1) Toma partido. Por tus enemigos te conocerán. Haz saber desde el primer momento que tu exordio en la literatura viene a corregir sus insoportables defectos. Si no tienes una idea clara que revindicar siempre puedes alistarte en una de las facciones de la eterna y largamente estéril guerra civil de las letras: o vienes a salvar la literatura de la mediocridad masificada y comercial o a rescatar las grandes historias del esobismo de las élites para devolvérselas al pueblo.

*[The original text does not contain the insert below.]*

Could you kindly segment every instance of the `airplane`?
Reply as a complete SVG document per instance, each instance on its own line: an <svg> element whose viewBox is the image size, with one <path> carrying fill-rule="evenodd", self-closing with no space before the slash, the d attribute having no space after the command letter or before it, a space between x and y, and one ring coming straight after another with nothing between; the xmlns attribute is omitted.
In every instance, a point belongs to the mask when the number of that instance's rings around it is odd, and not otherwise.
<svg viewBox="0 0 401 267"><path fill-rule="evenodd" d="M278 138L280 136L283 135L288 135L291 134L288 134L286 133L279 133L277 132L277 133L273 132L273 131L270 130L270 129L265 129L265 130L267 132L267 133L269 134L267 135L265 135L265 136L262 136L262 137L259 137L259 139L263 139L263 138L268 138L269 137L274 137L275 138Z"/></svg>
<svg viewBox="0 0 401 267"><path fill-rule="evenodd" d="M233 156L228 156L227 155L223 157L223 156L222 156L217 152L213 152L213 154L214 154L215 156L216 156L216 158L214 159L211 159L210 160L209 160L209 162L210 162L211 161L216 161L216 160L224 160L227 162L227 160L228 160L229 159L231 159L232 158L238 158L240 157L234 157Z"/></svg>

2) Cuida tu imagen. Tienes tres arquetipos en los que inspirarte:
· El guerrero. Tu escritura es tu vida, y ambas son intensas. Has ido a la guerra, has estado en la cárcel, has recibido palizas, has tenido mil amantes. Si eres hombre hazte fotografiar con gafas oscuras mientras masticas un puro, o con barba de tres días y una mirada fija de perdonavidas, los puños apretados por si hay que partir alguna cara. Para las chicas, look hipersexual agresivo. Cuenta todas las historias de cama pasadas de rosca que se te ocurran y cuando te pregunten contraataca: ¿Qué pasa, que sois todos unos pervertidos?
· El decadente: En blanco y negro, mirada inteligente y seductora, poniéndole morritos atrevidos y salaces al lector. Que te fotografíen en poses imposibles, con el pulgar apoyado en el hoyuelo entre labio y barbilla, por ejemplo: que se note que te gusta tocarte. Viste como un dandy, pórtate como un crápula y sufre arrebatos de desprecio hacia lo que te rodea. Deja claro que tu adicción al sexo, el dinero y la fama es una magra compensación por tu genio incompatible con este mundo.